Abstract: The objective of this study was to find the relationship between bull sperm head dimensions, elongation, ellipticity and mitochondrial helix length in order to find a parameter for the measurement of sperm motion. Sperm cells were obtained from Holstein bulls and supravital stained with Nigrosin-Eosin then smeared on replicate slides. Sperm head length, head width, elongation, ellipticity and mitochondrial length were measured as 14.25±0.17, 7.27±0.23, 0.32±0.09, 1.98±0.18 and 20.30±0.15, respectively. But no statistically important correlations were found between these traits and mitochondrial lengths.

INTRODUCTION

Sperm head dimensions (width and length) are vary between and within species (Van Duijn, 1974; Cummins and Woodall, 1985; Amann, 1989; Verstegen et al., 2002; Kathiravan et al., 2008).
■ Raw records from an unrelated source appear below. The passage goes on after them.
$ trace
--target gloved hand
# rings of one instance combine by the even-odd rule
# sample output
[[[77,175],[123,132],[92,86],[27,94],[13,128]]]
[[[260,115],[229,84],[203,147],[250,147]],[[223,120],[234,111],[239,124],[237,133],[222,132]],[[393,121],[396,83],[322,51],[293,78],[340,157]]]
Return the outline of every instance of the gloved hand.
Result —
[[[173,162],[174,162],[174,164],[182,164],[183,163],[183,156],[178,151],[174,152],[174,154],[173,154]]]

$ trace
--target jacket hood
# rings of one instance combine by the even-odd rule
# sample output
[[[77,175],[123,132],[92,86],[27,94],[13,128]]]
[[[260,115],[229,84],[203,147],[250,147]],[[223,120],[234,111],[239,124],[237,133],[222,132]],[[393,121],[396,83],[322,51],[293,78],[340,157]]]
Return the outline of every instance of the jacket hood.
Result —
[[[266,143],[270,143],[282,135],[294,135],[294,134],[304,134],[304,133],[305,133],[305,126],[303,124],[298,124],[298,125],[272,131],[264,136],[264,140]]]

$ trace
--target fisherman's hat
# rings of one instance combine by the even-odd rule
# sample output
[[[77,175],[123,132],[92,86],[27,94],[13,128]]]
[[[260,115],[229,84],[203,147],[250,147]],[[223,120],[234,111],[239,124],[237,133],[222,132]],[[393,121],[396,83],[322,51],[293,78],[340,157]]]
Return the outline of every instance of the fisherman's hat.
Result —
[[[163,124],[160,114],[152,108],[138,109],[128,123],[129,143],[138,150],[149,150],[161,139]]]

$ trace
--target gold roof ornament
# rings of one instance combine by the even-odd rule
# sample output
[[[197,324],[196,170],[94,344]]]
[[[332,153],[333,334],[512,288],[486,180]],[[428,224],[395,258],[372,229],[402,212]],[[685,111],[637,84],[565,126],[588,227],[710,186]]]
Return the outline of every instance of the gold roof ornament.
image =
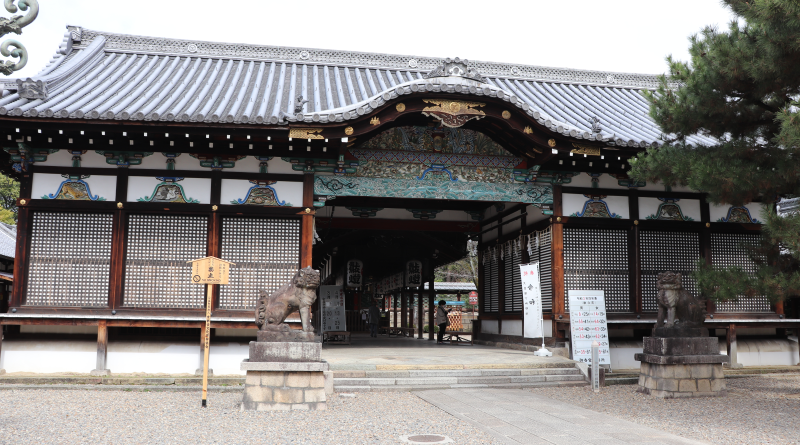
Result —
[[[486,105],[483,103],[440,99],[423,99],[423,101],[432,106],[423,108],[422,114],[440,120],[445,127],[458,128],[472,119],[486,116],[486,113],[477,109]]]
[[[322,133],[322,128],[291,128],[289,129],[289,137],[292,139],[325,139]]]

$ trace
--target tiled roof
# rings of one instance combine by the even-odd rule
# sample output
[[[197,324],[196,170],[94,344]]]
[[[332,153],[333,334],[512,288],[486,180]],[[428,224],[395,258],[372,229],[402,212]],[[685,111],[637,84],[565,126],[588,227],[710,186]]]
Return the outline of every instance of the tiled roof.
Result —
[[[0,115],[286,124],[356,119],[402,95],[502,98],[542,125],[609,145],[660,144],[639,93],[656,76],[469,62],[482,79],[425,75],[442,59],[196,42],[68,27],[32,79],[0,81]],[[479,77],[480,77],[479,76]],[[39,83],[40,82],[40,83]],[[295,98],[308,103],[295,112]],[[593,131],[594,118],[599,122]],[[711,138],[693,136],[691,144]]]

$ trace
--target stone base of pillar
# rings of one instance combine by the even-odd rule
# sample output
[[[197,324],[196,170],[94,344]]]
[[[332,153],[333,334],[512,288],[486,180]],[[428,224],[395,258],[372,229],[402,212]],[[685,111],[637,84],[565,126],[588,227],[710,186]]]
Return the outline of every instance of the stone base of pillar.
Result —
[[[716,337],[644,337],[636,354],[640,393],[662,398],[715,397],[728,394]]]
[[[321,411],[328,408],[326,362],[245,360],[242,370],[247,371],[247,377],[241,411]],[[332,386],[333,379],[329,379]]]

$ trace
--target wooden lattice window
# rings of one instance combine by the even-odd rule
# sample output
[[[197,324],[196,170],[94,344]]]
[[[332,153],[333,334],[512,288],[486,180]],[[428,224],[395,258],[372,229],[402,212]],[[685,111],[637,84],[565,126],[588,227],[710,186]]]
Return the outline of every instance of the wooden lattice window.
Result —
[[[743,245],[758,245],[761,235],[749,233],[712,233],[711,263],[716,266],[739,266],[749,274],[755,274],[757,266],[750,259]],[[772,312],[765,296],[745,297],[737,301],[717,303],[717,312]]]
[[[499,312],[500,311],[500,297],[499,297],[499,252],[492,252],[486,250],[483,252],[483,311],[484,312]]]
[[[112,216],[34,212],[26,306],[107,307]]]
[[[625,230],[565,228],[564,289],[603,290],[607,312],[632,312],[627,245]]]
[[[236,263],[221,286],[219,307],[253,309],[260,290],[276,291],[300,265],[300,221],[222,219],[222,258]]]
[[[205,216],[130,215],[123,306],[205,307],[205,286],[191,281],[187,261],[207,252]]]
[[[519,276],[519,265],[522,262],[522,251],[514,245],[516,241],[505,244],[503,266],[505,267],[505,294],[503,309],[506,312],[522,312],[522,280]]]
[[[683,288],[695,298],[700,293],[692,272],[700,258],[700,238],[694,232],[639,232],[642,271],[642,311],[658,311],[656,281],[661,272],[682,275]]]

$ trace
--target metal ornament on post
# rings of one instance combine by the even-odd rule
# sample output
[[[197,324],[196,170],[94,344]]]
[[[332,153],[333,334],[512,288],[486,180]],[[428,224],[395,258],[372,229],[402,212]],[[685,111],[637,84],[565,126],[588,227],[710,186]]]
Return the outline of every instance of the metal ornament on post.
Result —
[[[592,342],[592,391],[600,392],[600,344]]]

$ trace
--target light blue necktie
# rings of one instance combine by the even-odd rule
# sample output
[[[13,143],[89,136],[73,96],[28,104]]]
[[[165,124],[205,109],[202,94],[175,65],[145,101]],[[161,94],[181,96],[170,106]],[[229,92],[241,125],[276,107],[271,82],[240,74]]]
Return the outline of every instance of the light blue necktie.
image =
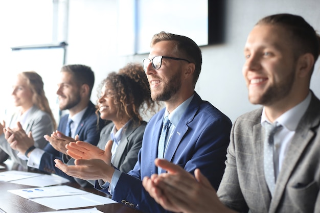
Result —
[[[169,132],[169,129],[170,128],[170,124],[171,123],[169,120],[168,116],[165,117],[164,119],[163,125],[162,126],[162,130],[161,131],[161,135],[160,135],[160,139],[159,139],[159,144],[158,145],[158,158],[163,159],[164,158],[164,154],[165,153],[165,149],[166,149],[166,144],[167,142],[167,136],[168,135],[168,132]],[[161,168],[158,168],[158,173],[159,174],[161,171]]]
[[[71,119],[68,119],[68,122],[66,123],[66,126],[65,127],[65,135],[71,137],[71,124],[73,122]]]
[[[276,186],[276,173],[273,160],[273,136],[281,125],[276,122],[264,124],[265,137],[263,148],[263,165],[264,176],[271,196]]]

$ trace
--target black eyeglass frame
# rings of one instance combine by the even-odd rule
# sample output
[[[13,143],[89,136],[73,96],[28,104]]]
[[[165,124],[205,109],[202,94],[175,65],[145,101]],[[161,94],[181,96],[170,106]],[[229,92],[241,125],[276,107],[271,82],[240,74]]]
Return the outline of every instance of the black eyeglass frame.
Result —
[[[154,59],[154,58],[157,57],[161,57],[161,58],[160,58],[160,66],[159,66],[158,68],[156,68],[155,67],[155,66],[154,66],[154,65],[153,64],[153,62],[152,62],[153,60],[153,59]],[[163,58],[167,58],[168,59],[175,60],[176,61],[181,61],[181,60],[182,60],[182,61],[187,61],[188,63],[191,63],[190,62],[190,61],[189,61],[189,60],[185,59],[184,58],[175,58],[175,57],[169,57],[169,56],[155,56],[153,57],[151,59],[149,59],[148,58],[145,58],[144,59],[143,59],[142,60],[142,68],[143,68],[143,70],[145,72],[147,72],[147,69],[146,68],[145,68],[145,66],[144,66],[144,63],[146,61],[146,60],[147,60],[149,61],[148,64],[149,64],[149,63],[151,62],[151,65],[152,65],[152,67],[153,67],[153,68],[154,69],[159,69],[160,68],[160,67],[161,67],[161,65],[162,65],[162,59]],[[147,66],[148,66],[148,65],[146,66],[146,68],[147,67]]]

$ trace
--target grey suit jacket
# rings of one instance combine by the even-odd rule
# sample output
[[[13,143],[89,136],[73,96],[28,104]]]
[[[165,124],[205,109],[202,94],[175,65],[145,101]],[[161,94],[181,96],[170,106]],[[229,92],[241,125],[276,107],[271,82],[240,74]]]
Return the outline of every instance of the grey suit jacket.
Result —
[[[142,137],[147,122],[145,121],[140,124],[138,122],[131,120],[124,127],[121,142],[117,148],[112,161],[113,166],[122,172],[128,173],[135,164],[138,153],[142,145]],[[104,150],[106,144],[108,140],[111,139],[110,134],[113,126],[113,123],[111,122],[101,130],[100,138],[97,145],[100,149]],[[74,159],[69,160],[67,164],[74,165]],[[86,181],[84,181],[83,180],[78,178],[75,179],[82,186],[86,185]],[[88,182],[92,185],[95,184],[94,180]]]
[[[320,101],[310,104],[288,145],[271,198],[263,171],[262,108],[240,116],[232,128],[226,167],[217,194],[239,212],[320,212]]]
[[[16,127],[18,119],[18,114],[14,114],[10,120],[6,122],[6,126],[10,128]],[[48,141],[43,138],[43,135],[50,134],[54,131],[53,123],[49,114],[35,105],[30,109],[22,128],[27,134],[30,131],[32,132],[35,142],[34,146],[40,149],[43,149],[48,144]],[[19,163],[25,168],[27,167],[27,161],[17,156],[18,152],[11,149],[10,144],[5,138],[4,134],[0,135],[0,149],[2,151],[7,153],[14,162]],[[0,155],[3,156],[3,153],[0,152]]]

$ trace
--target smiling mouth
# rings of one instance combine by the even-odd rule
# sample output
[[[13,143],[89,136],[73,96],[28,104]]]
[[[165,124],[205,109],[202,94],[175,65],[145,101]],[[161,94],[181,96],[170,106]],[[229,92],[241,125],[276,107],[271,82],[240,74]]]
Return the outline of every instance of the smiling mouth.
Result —
[[[103,106],[102,107],[101,107],[99,109],[99,112],[102,112],[102,111],[104,110],[105,109],[106,109],[107,108],[107,107],[105,106]]]
[[[254,84],[264,81],[266,80],[265,78],[256,78],[250,80],[250,84]]]

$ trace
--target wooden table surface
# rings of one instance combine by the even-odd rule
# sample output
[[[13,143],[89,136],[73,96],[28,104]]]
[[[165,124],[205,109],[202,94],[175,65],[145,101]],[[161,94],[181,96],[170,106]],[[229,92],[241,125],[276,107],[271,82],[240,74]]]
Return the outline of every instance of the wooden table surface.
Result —
[[[6,162],[6,163],[0,163],[0,165],[6,167],[5,169],[0,169],[0,172],[10,170],[27,171],[27,170],[22,168],[19,165],[12,164],[8,160]],[[102,196],[106,196],[104,193],[95,190],[93,187],[82,187],[76,183],[70,182],[64,184]],[[0,213],[30,213],[56,211],[55,209],[8,192],[8,190],[31,187],[35,187],[0,181]],[[88,208],[94,207],[102,212],[107,213],[142,213],[140,211],[121,203],[112,203],[80,208]]]

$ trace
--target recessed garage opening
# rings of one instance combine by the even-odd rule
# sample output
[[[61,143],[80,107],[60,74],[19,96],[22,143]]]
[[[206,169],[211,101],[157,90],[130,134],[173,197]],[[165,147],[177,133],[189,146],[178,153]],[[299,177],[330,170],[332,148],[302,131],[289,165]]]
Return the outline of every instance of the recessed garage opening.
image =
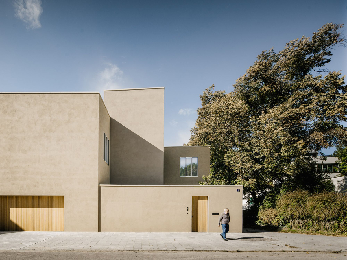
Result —
[[[0,196],[0,231],[64,231],[64,196]]]

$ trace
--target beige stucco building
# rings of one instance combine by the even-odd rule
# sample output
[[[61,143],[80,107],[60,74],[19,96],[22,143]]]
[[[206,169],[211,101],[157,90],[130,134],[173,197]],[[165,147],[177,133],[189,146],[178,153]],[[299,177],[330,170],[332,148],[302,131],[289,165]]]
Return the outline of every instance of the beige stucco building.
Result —
[[[0,230],[217,232],[228,207],[242,232],[242,186],[199,185],[209,146],[164,147],[163,88],[0,104]]]

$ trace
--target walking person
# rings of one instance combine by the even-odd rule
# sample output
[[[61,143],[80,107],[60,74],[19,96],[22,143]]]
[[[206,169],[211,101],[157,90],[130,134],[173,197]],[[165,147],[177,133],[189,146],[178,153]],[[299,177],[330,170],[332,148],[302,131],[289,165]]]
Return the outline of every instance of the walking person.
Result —
[[[229,215],[229,209],[226,208],[224,209],[224,212],[221,214],[218,221],[218,227],[219,227],[221,222],[222,223],[222,232],[220,234],[223,240],[227,241],[225,236],[229,231],[229,222],[230,222],[230,216]]]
Important differences have been reported in sperm head dimensions between and within breeds of stallions (Ball and Mohammed, 1995; Hidalgo et al., 2008), canines (Dahlbom et al., 1997), bulls (Boersma et al., 1999), buffalo (Aggarwal et al., 2007), rams (Sancho et al., 1998), red deer (Soler et al., 2005) and boar (Garcia-Herreros et al., 2006; Saravia et al., 2007).

Sperm head dimensions have been correlated with fertility in various species including humans (Chan et al., 1999), horses (Casey et al., 1997), boar (Hirai et al., 2001; Pena et al., 2005), Iberian red deer (Esteso et al., 2006) and canines (Nunez-Martinez et al., 2007).

The midpiece is formed by the axoneme surrounded by the outer dense fibers and contains numerous mitochondria. Increased midpiece size, resulting from more or larger mitochondria, results in greater amount of energy available to achieve higher swimming speeds (Anderson and Dixon, 2002; Cardullo and Baltz, 1991). Thus, the volume of mitochondria determines the flagellar beat frequency (Cardullo and Baltz, 1991).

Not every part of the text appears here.